Vicious hound hooks Dirda on Holmes stories
December 14, 2011 | By Joe Motheral | firstname.lastname@example.org
The author of a new book about the creator of the mystery hero Sherlock Holmes became hooked on the detective series by furtively reading one of the scariest novels in the collection, "The Hound of the Baskervilles."
“The moment had to be right," said Michael Dirda, author of "On Conan Doyle," at a National Press Club Book Rap on Dec. 12. "I waited until my sisters and parents went somewhere. It had to be a dark and stormy night. I settled in the recliner with a blanket and began to read.”
In the book he remembers that Holmes had asked whether the footprints were a man or woman’s around a recently deceased body. “Mr. Holmes, they were the footprints of a great hound,” the detective is told.
Dirda returned to the library for more Holmes books and since has become a member of the Baker Street Irregulars and the Red Circle, organizations that dote on the antics of the famous detective.
A Pulitzer-prize winning critic and book columnist for the Washington Post, Dirda discussed his new book with an audience of predominately Sherlock Holmes fans for whom the words “It’s elementary, my dear Watson” resonate more than a century after flowing out of Doyle's pen.
Dirda pointed out that Doyle wrote prolifically on subjects other than Sherlock Holmes.

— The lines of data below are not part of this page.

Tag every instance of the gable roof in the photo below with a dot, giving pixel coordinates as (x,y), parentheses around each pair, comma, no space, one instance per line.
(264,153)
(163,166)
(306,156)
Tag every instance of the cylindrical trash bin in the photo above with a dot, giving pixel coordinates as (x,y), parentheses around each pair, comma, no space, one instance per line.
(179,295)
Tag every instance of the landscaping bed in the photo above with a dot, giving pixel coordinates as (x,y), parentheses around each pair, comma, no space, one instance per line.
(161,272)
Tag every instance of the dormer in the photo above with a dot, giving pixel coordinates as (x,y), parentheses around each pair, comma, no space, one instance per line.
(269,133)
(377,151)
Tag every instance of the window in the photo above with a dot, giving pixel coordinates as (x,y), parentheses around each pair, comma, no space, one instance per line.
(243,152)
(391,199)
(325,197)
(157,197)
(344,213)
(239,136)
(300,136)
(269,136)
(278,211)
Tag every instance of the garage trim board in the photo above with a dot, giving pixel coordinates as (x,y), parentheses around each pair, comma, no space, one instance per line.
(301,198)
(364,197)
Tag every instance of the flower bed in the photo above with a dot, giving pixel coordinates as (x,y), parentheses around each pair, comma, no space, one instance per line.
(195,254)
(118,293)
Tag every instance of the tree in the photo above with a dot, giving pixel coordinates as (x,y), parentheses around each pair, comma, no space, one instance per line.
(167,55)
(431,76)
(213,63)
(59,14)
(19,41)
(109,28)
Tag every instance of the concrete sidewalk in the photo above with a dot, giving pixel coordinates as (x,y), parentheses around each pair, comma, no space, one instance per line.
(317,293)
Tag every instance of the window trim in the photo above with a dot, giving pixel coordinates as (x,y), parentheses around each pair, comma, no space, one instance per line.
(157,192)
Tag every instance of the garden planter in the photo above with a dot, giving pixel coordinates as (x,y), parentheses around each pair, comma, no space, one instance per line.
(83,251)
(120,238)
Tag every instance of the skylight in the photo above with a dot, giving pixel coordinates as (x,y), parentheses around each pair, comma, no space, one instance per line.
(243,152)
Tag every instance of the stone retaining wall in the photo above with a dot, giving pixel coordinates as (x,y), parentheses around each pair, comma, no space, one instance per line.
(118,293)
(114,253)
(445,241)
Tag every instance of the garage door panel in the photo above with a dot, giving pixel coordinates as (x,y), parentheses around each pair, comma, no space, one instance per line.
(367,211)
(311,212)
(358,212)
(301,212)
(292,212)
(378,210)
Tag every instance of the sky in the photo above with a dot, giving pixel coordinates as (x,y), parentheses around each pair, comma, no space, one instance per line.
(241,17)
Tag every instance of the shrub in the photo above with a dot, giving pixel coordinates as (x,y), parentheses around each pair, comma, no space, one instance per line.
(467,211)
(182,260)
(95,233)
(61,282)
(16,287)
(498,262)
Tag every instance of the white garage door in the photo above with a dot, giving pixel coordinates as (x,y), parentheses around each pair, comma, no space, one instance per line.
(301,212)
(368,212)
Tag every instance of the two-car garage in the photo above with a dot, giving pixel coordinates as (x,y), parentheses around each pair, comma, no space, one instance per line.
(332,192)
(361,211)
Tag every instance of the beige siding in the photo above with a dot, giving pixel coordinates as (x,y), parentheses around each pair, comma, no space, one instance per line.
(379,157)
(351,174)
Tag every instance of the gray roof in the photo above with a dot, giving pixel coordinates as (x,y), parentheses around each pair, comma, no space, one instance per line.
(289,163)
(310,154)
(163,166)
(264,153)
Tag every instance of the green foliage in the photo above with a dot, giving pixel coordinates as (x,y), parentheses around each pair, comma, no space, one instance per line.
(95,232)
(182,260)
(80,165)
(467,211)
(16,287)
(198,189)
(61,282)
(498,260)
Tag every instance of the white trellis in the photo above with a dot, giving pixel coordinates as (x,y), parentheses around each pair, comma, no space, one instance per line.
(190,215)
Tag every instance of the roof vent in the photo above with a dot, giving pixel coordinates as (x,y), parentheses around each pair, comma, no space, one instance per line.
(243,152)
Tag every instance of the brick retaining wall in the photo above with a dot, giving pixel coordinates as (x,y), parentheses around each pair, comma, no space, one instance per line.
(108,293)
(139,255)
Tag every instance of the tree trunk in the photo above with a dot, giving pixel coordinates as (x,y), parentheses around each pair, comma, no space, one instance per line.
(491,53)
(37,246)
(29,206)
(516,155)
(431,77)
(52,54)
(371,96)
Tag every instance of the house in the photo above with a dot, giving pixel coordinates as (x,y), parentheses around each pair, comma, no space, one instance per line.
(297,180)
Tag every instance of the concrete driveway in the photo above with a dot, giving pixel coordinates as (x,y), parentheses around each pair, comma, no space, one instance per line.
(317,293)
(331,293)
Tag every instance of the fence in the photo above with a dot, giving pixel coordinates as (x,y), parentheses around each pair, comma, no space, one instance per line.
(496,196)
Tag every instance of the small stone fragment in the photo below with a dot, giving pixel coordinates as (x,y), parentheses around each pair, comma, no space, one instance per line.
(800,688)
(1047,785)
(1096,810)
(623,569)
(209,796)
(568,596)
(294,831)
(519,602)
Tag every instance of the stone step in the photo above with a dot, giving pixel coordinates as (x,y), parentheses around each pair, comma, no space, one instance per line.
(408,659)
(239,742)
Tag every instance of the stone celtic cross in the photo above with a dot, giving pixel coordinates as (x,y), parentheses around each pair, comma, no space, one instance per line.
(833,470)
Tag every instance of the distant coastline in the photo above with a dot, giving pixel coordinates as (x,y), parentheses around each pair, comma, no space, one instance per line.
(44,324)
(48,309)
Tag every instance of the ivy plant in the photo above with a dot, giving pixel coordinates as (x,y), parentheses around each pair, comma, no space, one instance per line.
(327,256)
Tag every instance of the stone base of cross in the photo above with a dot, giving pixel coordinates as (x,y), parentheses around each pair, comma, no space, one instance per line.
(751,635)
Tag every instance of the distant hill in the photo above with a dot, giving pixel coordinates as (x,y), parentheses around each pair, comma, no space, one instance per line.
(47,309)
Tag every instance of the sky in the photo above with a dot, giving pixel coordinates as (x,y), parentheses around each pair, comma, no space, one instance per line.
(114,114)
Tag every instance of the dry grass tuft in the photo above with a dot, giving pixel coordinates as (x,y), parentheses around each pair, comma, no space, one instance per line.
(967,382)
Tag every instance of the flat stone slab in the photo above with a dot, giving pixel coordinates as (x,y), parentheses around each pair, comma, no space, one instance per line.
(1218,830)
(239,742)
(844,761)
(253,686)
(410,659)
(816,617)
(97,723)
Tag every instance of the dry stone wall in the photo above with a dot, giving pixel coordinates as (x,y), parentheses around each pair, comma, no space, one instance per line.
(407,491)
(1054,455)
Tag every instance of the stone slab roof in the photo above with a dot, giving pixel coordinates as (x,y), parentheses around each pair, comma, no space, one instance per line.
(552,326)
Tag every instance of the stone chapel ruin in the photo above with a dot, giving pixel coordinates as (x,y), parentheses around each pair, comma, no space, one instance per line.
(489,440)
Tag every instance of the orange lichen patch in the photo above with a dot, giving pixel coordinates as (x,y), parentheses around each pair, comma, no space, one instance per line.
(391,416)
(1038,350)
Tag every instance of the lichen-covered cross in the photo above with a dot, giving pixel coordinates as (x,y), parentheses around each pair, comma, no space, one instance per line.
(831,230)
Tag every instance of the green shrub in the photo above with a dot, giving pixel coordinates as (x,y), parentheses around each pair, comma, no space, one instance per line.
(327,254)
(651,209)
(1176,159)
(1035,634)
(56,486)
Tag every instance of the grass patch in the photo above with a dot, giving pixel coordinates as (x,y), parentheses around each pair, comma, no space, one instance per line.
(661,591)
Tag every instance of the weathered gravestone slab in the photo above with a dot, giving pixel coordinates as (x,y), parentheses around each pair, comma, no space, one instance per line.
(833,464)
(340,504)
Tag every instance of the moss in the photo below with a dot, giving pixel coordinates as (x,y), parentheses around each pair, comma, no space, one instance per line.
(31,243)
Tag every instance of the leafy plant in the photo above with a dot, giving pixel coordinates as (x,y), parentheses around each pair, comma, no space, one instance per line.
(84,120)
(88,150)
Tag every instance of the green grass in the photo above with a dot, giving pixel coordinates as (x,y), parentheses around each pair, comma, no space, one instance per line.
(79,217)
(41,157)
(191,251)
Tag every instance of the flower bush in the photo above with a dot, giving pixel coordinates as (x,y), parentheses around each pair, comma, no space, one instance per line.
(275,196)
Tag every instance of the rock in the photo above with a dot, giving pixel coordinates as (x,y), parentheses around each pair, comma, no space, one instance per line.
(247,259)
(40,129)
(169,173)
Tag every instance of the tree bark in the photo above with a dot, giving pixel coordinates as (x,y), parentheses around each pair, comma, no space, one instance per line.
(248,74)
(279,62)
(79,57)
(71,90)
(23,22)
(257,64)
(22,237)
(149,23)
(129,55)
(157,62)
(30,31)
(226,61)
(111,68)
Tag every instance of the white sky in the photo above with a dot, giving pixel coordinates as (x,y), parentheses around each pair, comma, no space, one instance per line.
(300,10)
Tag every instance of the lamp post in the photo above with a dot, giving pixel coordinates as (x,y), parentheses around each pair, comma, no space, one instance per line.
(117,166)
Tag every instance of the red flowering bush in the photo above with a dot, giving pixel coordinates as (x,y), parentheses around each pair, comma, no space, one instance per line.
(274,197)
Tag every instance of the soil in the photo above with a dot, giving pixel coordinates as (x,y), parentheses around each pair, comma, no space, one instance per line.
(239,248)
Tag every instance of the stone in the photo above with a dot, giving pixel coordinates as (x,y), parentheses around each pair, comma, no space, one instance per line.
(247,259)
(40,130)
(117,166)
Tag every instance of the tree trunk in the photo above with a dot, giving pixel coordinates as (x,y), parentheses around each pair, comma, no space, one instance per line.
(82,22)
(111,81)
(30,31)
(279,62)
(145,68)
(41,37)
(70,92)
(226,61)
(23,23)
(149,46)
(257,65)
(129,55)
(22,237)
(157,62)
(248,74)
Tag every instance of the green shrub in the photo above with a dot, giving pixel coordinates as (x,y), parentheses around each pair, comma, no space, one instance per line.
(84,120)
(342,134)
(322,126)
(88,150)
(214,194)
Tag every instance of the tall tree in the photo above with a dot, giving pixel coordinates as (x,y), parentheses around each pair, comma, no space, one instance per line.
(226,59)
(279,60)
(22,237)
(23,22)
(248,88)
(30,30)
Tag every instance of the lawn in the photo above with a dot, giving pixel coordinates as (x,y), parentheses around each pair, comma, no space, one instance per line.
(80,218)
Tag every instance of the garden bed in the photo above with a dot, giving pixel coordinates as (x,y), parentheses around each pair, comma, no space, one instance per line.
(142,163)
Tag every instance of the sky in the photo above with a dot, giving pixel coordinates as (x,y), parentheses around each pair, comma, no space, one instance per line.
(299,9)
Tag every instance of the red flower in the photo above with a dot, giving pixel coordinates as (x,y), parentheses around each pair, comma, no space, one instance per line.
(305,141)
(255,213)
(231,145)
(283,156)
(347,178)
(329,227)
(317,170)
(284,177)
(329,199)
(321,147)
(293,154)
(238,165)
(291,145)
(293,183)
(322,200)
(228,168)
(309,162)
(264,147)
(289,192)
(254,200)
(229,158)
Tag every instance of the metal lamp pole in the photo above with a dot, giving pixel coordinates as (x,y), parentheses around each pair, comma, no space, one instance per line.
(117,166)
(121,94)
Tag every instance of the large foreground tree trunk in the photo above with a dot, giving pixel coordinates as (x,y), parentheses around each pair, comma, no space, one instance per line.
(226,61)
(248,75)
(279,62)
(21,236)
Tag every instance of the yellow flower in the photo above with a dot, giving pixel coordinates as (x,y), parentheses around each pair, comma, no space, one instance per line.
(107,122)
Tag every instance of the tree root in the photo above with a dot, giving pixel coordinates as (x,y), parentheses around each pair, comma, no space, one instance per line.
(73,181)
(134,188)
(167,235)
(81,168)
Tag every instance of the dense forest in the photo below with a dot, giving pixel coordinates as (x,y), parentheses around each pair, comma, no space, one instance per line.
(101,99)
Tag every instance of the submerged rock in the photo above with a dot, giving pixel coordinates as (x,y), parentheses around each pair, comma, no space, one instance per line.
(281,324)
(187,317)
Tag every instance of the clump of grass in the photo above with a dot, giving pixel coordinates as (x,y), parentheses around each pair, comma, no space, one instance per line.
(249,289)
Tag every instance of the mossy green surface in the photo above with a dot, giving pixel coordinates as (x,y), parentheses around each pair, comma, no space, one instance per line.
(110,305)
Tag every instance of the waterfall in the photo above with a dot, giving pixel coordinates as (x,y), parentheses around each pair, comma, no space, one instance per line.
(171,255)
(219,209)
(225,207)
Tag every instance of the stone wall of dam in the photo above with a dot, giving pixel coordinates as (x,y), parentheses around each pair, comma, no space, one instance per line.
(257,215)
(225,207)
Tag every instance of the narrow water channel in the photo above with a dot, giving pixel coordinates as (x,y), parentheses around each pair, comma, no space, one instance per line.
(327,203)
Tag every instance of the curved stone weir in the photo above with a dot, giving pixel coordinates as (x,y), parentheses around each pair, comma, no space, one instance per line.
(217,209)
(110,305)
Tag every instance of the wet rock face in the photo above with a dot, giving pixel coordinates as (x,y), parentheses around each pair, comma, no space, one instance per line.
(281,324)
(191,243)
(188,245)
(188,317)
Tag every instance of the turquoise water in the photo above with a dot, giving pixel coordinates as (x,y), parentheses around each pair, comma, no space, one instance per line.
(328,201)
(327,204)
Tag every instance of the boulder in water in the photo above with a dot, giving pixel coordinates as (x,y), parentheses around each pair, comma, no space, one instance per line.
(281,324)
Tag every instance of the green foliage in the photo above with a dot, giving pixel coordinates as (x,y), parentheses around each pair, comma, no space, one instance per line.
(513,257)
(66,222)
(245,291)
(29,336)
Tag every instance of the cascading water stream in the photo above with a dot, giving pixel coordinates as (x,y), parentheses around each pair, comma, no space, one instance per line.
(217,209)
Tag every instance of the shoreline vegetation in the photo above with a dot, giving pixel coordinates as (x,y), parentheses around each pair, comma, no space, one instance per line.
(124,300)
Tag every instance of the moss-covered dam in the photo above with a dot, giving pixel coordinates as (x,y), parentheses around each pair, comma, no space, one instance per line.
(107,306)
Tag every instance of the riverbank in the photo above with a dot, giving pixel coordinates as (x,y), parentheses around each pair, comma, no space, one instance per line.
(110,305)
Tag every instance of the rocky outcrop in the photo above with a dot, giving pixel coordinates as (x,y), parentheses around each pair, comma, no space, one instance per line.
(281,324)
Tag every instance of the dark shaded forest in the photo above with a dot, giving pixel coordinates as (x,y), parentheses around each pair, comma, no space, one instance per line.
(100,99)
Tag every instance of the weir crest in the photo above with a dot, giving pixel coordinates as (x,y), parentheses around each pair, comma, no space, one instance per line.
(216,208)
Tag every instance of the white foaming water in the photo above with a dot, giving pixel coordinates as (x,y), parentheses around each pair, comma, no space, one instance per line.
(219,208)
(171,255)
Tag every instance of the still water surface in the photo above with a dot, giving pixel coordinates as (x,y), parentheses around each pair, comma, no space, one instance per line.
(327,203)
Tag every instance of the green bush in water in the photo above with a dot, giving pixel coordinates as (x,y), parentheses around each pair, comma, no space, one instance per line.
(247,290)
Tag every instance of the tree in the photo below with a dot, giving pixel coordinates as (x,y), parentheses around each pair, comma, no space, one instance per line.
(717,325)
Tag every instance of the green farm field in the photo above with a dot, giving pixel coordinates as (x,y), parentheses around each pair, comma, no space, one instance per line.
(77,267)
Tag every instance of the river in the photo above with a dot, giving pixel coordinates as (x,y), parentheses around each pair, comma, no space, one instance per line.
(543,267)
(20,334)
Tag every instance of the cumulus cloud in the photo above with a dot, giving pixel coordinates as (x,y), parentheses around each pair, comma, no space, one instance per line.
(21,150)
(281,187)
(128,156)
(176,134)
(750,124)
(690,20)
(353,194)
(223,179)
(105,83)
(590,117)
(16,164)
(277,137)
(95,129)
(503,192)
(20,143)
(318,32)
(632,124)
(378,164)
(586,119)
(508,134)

“He wrote funny stories,” Dirda said.
In the Challenger stories, for example, he quotes the main character addressing his butler: “I’m expecting the end of the world today, Austin.”
“What time sir?”
The Book Rap was scheduled the week after a Sherlock Holmes night at the Club arranged by Emily Whitten, a member of Young Members and Book and Author committees who introduced the author.